Und kämpfen müssen die Autonomen jeden Tag: gegen den „Bullenstaat“, „Sexismus“ und für „Feminismus“. Kein Wunder, daß den Damen und Herren zwischen Autos anzünden, Barrikaden abfackeln, Tante-Emma-Läden „entglasen“ die Contenance flötengeht. Da tönt es dann: „Schnauze“, „Fresse“, „Bullenfotze“. Eine ihrer Kommandozentralen mit bundesweiter Bedeutung, ist seit 1989 die „Rote Flora“ in Hamburg. Mindestens seit 1998 schleust das Landeskriminalamt verdeckte Ermittler dort ein. 650 gewaltorientierte Linksextremisten zählt der Hamburger Verfassungsschutz. Für ihn ist die „Rote Flora“ seit der Besetzung „der bedeutendste politische Treff- und Veranstaltungsort der autonomen Szene“. Eine Kaderschmiede, gehätschelt von jeglicher politischer Couleur, sei sie Schwarz, Rot, Gelb oder Grün. Ihre Gewaltbereitschaft und ihr militärisches Know-how haben die Links­autonomen gerade unter Beweis gestellt.

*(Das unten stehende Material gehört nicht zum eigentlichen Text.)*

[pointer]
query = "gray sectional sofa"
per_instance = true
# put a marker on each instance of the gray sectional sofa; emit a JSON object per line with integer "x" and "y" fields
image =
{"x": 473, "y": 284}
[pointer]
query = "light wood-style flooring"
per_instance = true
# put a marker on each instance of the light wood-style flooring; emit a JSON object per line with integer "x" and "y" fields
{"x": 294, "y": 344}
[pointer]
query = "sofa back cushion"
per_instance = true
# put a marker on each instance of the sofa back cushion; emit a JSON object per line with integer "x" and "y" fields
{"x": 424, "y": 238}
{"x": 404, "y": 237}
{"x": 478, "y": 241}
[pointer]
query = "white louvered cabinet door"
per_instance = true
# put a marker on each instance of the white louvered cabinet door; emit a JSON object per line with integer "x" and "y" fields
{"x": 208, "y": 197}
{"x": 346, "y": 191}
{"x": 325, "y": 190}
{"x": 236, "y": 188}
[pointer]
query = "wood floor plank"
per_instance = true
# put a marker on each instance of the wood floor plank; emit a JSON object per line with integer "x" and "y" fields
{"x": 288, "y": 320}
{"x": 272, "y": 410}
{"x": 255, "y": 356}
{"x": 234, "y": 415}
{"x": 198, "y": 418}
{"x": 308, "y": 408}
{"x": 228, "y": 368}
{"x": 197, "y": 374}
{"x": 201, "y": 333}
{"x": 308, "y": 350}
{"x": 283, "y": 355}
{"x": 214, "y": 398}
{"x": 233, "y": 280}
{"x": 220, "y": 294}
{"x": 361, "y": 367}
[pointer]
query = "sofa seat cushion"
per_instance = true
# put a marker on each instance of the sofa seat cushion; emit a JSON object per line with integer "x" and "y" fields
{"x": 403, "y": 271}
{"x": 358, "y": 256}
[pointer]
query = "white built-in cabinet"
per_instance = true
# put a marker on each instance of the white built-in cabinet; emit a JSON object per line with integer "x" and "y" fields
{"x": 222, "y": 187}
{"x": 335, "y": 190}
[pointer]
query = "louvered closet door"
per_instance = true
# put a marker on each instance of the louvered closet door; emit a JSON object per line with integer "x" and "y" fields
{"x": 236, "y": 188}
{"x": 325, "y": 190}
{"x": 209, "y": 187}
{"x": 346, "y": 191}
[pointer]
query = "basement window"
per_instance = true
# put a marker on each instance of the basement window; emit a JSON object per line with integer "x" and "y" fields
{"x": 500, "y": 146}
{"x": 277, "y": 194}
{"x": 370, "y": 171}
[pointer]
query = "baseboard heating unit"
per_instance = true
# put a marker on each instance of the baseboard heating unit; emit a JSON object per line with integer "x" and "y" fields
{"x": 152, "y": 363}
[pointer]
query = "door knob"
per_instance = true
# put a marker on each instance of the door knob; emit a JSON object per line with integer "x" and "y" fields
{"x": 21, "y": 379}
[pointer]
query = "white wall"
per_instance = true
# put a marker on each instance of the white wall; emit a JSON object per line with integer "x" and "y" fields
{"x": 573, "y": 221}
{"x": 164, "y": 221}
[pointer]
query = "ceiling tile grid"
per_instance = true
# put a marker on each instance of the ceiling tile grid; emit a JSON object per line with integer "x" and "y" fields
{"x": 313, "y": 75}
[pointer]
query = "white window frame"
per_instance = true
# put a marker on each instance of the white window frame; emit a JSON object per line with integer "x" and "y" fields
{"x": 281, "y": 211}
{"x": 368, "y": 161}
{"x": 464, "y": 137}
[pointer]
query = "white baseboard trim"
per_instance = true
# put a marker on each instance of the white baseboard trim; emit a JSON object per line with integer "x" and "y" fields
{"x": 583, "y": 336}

Extremismusforscher kontert Verfassungsschutz

Der Extremismusforscher und frühere Bereitschaftspolizist Karsten Dustin Hoffmann sagte dagegen der JUNGEN FREIHEIT: „Die wirklich rechtlich relevanten Dinge werden woanders geplant. In der Flora wird beredet, wer beispielsweise Putzdienst hat, oder wer die sogenannte ‘Volxküche’ übernimmt. Auch werden dort Demonstrationen und Veranstaltungen vorbereitet. Aber direkte Angriffe gegen die Polizei oder ‘Nobelwohnungen’ werden dort nicht geplant.“ Das finde eher im privaten Bereich statt, also dort, wo die Autonomen davon ausgingen, daß sie nicht abgehört werden. „Und wenn es um besonders radikale Forderungen geht, dann wurden diese in letzter Zeit eher von Gruppen geäußert, die sich in anderen linken Zentren in Hamburg treffen, wie etwa in der ‘B5’ oder im ‘Centro Sociale’.  Die Flora wollen die Autonomen aus dem Gröbsten raushalten.“

Das linksextremistische Kommunikationszentrum in der Brigittenstraße 5, ist, so die Hamburger Behörde des Inneren schon 2003, einer der Trefforte für gewaltbefürwortende Deutsche und Ausländer. Da stellt sich die Frage, warum die Autonomen die Flora aus dem Gröbsten heraushalten wollen? Hoffmann sagt: „Die Flora ist der Geldautomat der linken Szene. Dort können die Aktivisten an Wochenenden mit ihren Musik- und Tanzveranstaltungen bis zu fünfstellige Summen einnehmen. Mit dem Geld werden dann Demonstrationen, Kongresse oder Treffen finanziert; ebenso der juristische Beistand für Aktivisten, gegen die Strafverfahren laufen. Und genau aus diesen Gründen wird die Flora auch nicht als militanter Stützpunkt genutzt. “

Aber reichen Musikveranstaltungen, eine Fahrradreparaturwerkstatt und ein paar zum Selbstkostenpreis vermietete Sporträume für die selbsternannte „Gegenöffentlichkeit“ aus, um ihren Kampf gegen das kapitalistische „Schweinesystem“ zu finanzieren? Bekommt sie womöglich Geld von dem System, das sie bekämpft?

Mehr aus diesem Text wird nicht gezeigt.